Jodey Michael Derouin, Ottawa
The number of people called who actually answer pollsters’ questions is shockingly low. Those people skew heavily toward certain demographics.
Pollsters have no way of knowing who is actually going to show up on election day, and those are the only people that matter.
The methodology is fatally flawed for today’s electorate.
Chris Eaton, Fredericton
Polls are good at providing a snapshot in time, but they shouldn’t be obsessed over.
Although I am happier with the B.C. Liberals than the NDP, the abysmal voter turnout shows that people don’t really like any political parties in B.C.
Most of the NDP voter base was identified as younger while the Liberals had the most support in the 40-plus age group (most likely to vote). Age groups need to be taken into account more in polling for a better representation of what will happen in an election.
Broad support is clearly an ineffective projection for any given election.
Eric Lombardi, Waterloo, Ont.
I wish the pollsters would get into predictions for the stock market and offtrack betting. I’d make a fortune. They wouldn’t.
Craig Gordon, Fonthill, Ont.
On Reflection: More letters to the editor
Quit the Senate, Mr. Duffy
Re Mike Duffy Quits Tory Caucus Citing ‘Distracting’ Controversy (May 17): Conservative House Leader Peter Van Loan says Senator Mike Duffy showed leadership when he repaid $90,000 in expenses. Paying back what one wasn’t entitled to in the first place is not “leadership,” it’s restitution.
It would be honourable, however, in the circumstances, to immediately follow up restitution with resignation, not just from the Conservative Party, but from the Senate.
Ken Dunham, Ottawa
Mr. Ford’s personal life
Re Toronto Mayor Rob Ford Denies Drug-Video Allegations (online, May 17): I’m becoming annoyed with the double standard being applied to Mr. Ford’s personal life.
If the video was of anyone else, we wouldn’t even hear of it. The video’s authenticity is not confirmed, we don’t know what was in the pipe. The video is clearly an attempt to make money.

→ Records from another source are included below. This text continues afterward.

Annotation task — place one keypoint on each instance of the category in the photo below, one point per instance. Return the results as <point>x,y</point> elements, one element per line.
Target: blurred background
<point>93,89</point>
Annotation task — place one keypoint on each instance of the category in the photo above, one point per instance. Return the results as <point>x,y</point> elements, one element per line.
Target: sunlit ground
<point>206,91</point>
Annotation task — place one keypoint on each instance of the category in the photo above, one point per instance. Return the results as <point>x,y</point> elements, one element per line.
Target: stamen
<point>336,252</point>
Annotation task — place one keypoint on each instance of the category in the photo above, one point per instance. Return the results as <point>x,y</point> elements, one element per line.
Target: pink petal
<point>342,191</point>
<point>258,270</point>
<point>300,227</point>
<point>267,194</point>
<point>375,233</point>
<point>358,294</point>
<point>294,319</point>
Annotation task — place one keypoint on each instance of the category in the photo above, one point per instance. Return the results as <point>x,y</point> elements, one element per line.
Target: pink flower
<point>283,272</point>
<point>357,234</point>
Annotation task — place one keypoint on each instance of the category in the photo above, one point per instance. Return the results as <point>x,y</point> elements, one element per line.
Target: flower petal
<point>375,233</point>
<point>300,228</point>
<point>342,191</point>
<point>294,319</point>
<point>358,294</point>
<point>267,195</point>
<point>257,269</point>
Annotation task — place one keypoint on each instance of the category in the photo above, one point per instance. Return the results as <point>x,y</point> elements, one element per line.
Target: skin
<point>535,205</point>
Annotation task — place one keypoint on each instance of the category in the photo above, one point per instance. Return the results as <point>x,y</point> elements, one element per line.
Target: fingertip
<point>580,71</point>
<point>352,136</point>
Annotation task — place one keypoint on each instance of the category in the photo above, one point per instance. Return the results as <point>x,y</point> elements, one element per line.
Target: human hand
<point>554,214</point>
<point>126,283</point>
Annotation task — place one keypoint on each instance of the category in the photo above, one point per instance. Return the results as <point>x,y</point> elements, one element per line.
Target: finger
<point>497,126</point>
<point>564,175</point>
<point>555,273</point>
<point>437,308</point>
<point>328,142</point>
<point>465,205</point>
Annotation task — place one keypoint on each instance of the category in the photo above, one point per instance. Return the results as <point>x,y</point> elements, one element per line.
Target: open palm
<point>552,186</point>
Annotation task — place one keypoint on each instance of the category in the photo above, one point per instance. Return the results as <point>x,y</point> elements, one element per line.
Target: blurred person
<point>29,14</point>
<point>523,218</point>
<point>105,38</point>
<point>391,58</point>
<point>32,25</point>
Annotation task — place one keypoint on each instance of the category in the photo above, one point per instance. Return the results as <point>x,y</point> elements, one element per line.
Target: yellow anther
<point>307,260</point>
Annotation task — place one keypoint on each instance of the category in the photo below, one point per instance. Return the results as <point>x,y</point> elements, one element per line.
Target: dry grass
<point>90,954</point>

As a society, we should reject this and move on to addressing the real reasons that Mr. Ford should not be re-elected.
Hershl Berman, Toronto
Odds aren’t good
Re OLG Head Paul Godfrey Fired (May 17): Too many of Ontario’s citizens are unable to recognize that every dollar paid to the Ontario Lottery and Gaming Corp. is simply a disguised, inefficient and regressive tax. A
lthough one can only hope that the firing of Paul Godfrey will start a process to extricate the government from its dependence on the revenue generated from gambling and lottery sales, I am afraid this is wishful thinking.
Where is our elected officials’ moral compass?
Frank Malone, Aurora, Ont.
What that tremor was
Senator Mike Duffy resigns from the Conservative caucus after financial irregularities come to light.
The Ontario lottery corporation’s chair, Paul Godfrey, is fired. The rest of the board resigns.
A video appears of what is alleged to be Toronto Mayor Rob Ford or his doppelganger smoking crack cocaine.
A magnitude-5.2 earthquake rattles parts of Ontario.
Earthquake? That was no earthquake. It was the shiver felt down the collective spines of old boys’ networks across the province.